Security remained paramount and the port would not be fully unblocked, he said. “We are talking only about a corridor that will be functioning and will be utilized to export Ukrainian grain,” Mr. Bratchuk said.

The agreement to open the port to grain exports took months of negotiation and at times appeared doomed. Under the deal, a joint command center with officials from Ukraine, Russia, Turkey and the United Nations will be set up in Istanbul to monitor the movements of the grain flotillas. The ships will head into Turkish waters to be inspected by officials.

Turkey’s president, Recep Tayyip Erdogan, acknowledged the Russian violence and pressed all sides to follow through on their commitments. “We can see how sensitive the process is still from the attack on Odessa Port on Saturday,” he said in a broadcast on Turkish television on Monday.

A spokesman for the United Nations said the U.N. would have a presence in the command center by Tuesday.

“We expect the first ships may move within a few days,” said the spokesman, Farhan Haqall.
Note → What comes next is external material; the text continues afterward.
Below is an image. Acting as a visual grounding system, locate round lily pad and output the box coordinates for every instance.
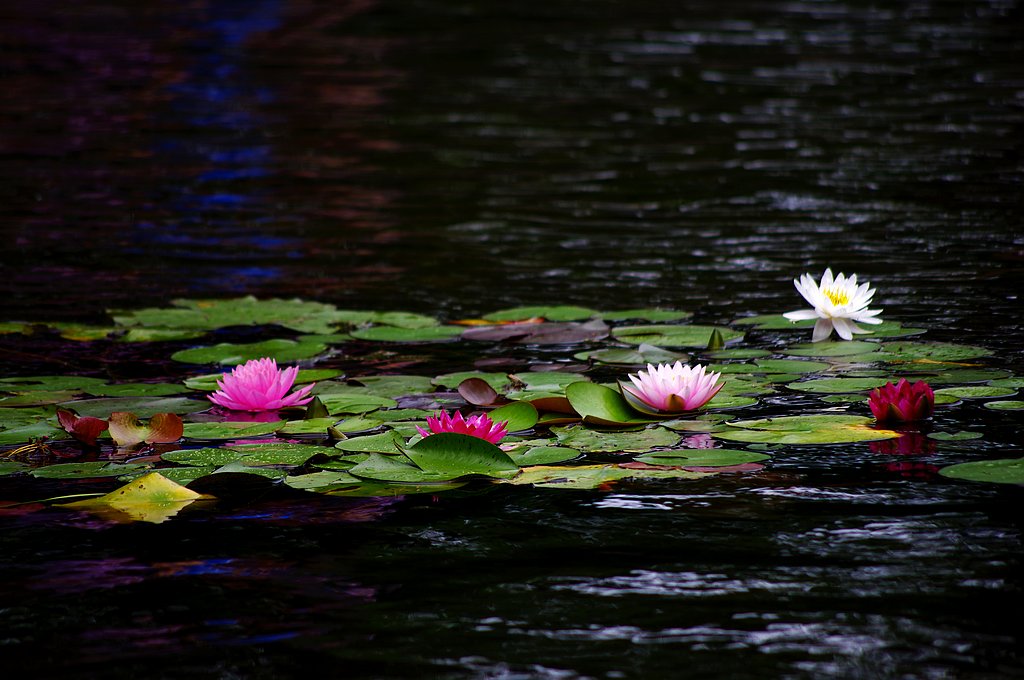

Hunger in parts of the world far from the conflict is just one of the far-reaching consequences of the decision by President Vladimir V. Putin of Russia to invade Ukraine five months ago. The war has also strengthened NATO, given the European Union a new focus, sent energy prices soaring, slowed global growth, redrawn alliances and left Moscow weakened and isolated by sanctions.

On Sunday, Moscow sent its foreign minister, Sergey V. Lavrov, on a four-day trip to Africa to make the case that the West, and not Russia, is to blame for grain shortages. He said poorer countries were being victimized by wealthier ones.

“We know that the African colleagues do not approve of the undisguised attempts of the U.S. and their European satellites to gain the upper hand, and to impose a unipolar world order to the international community,” Mr. Lavrov wrote in an article published in newspapers in the four countries he was visiting: Egypt, Ethiopia, Uganda and the Republic of Congo.

Some governments in Africa and the Middle East are wary of alienating either side in the conflict, both because of a desire to maintain access to Russian grain and other exports and because of a policy of preserving friendly ties with Moscow that often dates back to the Soviet era.

A growing Ukrainian counteroffensive aimed at retaking territory in another coastal province, Kherson, risks further complicating the grain export plan. In a sign of the intensification of fighting in the south, Ukraine ordered the evacuation of residents from Shevchenkove, a village they control near the frontline in Mykolaiv Province, the Mykolaiv city council said on Monday. The residents were ordered to go to Odesa.

Ukraine’s military said on Monday that its aircraft had attacked five Russian targets in Kherson Province in the last 24 hours.